Dal Simeto, una gemma: l’ambra

 

    Nella notte dei tempi la valle del Simeto era coperta da fitte boscaglie i cui alberi erano ricchi di resina.

    E' questa una sostanza che col caldo tende ad essere quasi liquida e cola giù dal tronco, invischiando minuscoli insetti, polline, fiori e altre cose che incontra nel suo cammino.

    Poi le sostanze volatili che rientrano nella sua complessa formula chimica svaniscono e la resina diventa più compatta, quasi una pasta cristallina. Passano gli anni, milioni di anni, e la resina si è fossilizzata e al suo interno polline, fiori e insetti sono rimasti tali e quali.

    L'età dell' ambra varia dai trenta ai cento milioni di anni; la storia dell' uomo data circa centocinquantamila anni; per cui un ciottolo d' ambra è da duecento a cinquecento volte più vecchio di Adamo e Eva; gli insetti intrappolati nell' ambra urlano la loro tragedia ventimila volte più antica di quella di Gesù.

    L' ambra è la più giovane fra le pietre preziose; è fra le pietre più tenere e leggere: un'unghia la può scalfire e quasi galleggia nell' acqua salata. E' una pietra preziosa senza essere una pietra, in quanto deriva dal regno vegetale.

    In Sicilia, nel greto del fiume Simeto, si rinveniva fino a pochi anni fa, la più bella e la più preziosa ambra del mondo: la " simetite " che trova largo impiego nel campo della gioelleria più raffinata.

    Da quando hanno regolamentato con dighe e argini il corso del fiume, è sempre più difficile trovarne e bisogna accontentarsi del materiale proveniente dal Baltico o dall' America Centrale.

    L' ambra vanta il maggior numero di origini mitiche, di leggende, di proprietà terapeutiche, di virtù magiche.
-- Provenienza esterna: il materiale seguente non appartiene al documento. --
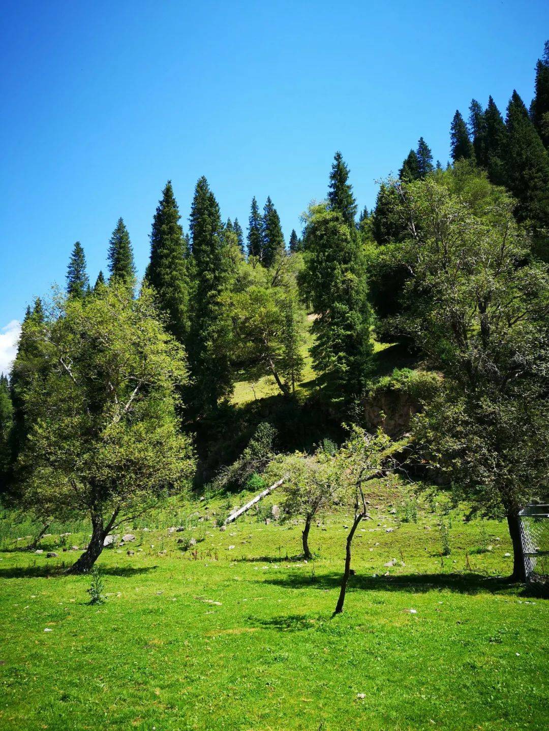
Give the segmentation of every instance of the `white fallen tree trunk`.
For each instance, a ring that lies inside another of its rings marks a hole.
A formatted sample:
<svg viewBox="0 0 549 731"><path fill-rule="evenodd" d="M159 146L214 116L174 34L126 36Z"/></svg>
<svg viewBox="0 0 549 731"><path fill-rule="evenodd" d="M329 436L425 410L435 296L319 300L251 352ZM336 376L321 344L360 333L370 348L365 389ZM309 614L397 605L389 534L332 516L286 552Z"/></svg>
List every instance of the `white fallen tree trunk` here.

Essa è la prima pietra preziosa di cui parla Plinio il Vecchio nella sua "Historia Naturalis " (libro XXXVII )."..... Demostrato la chiama " Lyncurium " e dice che deriva dall' orina delle linci; dai maschi quella di colore rossastro, dalla femmine quella di colore più morbido e candido. Secondo Teomene, nei pressi della grande Sirte, c' è il giardino delle Esperidi...ivi ci sono alberi di pioppo dalle cui cime l' ambra cade nello stagno, dove poi viene raccolta dalle fanciulle delle Esperidi....
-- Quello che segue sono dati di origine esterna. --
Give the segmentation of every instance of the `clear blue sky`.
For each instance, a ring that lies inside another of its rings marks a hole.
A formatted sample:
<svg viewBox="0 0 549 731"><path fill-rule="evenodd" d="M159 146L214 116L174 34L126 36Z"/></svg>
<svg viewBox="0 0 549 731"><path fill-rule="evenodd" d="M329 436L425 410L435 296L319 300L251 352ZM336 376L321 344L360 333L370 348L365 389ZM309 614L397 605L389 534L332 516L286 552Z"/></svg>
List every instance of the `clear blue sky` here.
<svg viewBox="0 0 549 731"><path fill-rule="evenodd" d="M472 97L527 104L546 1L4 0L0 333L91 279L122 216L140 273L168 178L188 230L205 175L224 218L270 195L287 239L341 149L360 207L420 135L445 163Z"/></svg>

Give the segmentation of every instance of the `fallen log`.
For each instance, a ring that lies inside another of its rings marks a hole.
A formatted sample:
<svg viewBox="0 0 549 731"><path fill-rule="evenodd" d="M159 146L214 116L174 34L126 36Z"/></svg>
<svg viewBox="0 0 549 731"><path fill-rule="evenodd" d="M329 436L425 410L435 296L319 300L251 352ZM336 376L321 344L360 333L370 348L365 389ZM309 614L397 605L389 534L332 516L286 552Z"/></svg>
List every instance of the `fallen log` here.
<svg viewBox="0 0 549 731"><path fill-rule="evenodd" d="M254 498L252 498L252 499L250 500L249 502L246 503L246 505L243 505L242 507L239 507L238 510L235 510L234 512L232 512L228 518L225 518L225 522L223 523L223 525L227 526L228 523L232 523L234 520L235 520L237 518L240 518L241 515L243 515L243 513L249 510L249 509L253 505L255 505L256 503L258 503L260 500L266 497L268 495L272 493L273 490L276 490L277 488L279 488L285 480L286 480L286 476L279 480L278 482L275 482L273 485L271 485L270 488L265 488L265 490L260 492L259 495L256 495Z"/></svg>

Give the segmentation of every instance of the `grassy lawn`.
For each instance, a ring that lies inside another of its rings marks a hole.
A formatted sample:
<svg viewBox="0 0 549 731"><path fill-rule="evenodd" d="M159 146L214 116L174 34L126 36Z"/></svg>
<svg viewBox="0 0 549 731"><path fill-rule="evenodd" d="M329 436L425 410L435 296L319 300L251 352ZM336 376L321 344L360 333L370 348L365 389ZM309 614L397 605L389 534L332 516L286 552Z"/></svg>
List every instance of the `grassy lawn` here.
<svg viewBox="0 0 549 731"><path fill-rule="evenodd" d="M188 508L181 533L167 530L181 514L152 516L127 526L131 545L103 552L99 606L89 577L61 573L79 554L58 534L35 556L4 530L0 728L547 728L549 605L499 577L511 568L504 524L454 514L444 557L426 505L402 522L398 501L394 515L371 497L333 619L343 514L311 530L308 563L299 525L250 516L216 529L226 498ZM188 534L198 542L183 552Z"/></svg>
    Le varietà dell' ambra sono numerose. Fra queste quella bianca è di profumo straordinario ma non ha pregio; quelle giallo-rossicce hanno maggiore valore e fra queste ancora di più quelle traslucide; sono le più apprezzate quelle chiamate " Falerne " dal colore del vino, trasparenti e di colore morbido, nelle quali piace anche la morbidezza del colore del miele cotto..."
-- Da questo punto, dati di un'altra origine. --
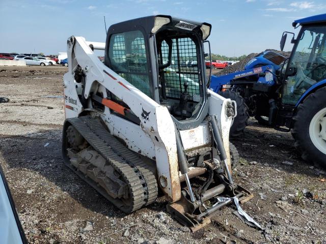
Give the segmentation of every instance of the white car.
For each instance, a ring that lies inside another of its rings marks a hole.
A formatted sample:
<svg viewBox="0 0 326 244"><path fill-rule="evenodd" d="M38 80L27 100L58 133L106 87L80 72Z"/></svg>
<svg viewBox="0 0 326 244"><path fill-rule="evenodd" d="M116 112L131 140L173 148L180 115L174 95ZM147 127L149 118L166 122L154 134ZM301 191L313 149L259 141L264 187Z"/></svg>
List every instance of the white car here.
<svg viewBox="0 0 326 244"><path fill-rule="evenodd" d="M49 65L53 65L56 64L56 61L55 61L54 60L47 59L46 59L46 58L44 57L36 57L36 58L38 58L40 60L42 60L45 62L47 62Z"/></svg>
<svg viewBox="0 0 326 244"><path fill-rule="evenodd" d="M24 55L16 55L16 56L15 56L15 57L14 58L14 59L15 60L20 60L22 58L23 58L25 57L26 57L27 56L25 56Z"/></svg>
<svg viewBox="0 0 326 244"><path fill-rule="evenodd" d="M34 57L25 57L21 58L23 60L27 65L40 65L41 66L48 66L49 63L44 60L39 59Z"/></svg>

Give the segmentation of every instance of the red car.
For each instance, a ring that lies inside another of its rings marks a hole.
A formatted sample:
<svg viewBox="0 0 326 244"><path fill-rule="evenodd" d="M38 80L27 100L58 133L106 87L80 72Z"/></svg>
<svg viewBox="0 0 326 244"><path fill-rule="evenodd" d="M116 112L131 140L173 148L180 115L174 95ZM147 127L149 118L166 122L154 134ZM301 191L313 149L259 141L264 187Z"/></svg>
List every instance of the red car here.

    Orazio nel libro IV, epigramma LIX dice: " Una vipera s' arrampicava sui rami piangenti delle Elladi, la perla liquida dell' ambra gialla l' incontra e le cola addosso, essa perde subito il senso del movimento e rimane prigioniera in questa materia ghiacciata. Non ti vantare, o Cleopatra, del tuo regale sepolcro, giacché una vipera riposa in una bara ben più nobile della tua ".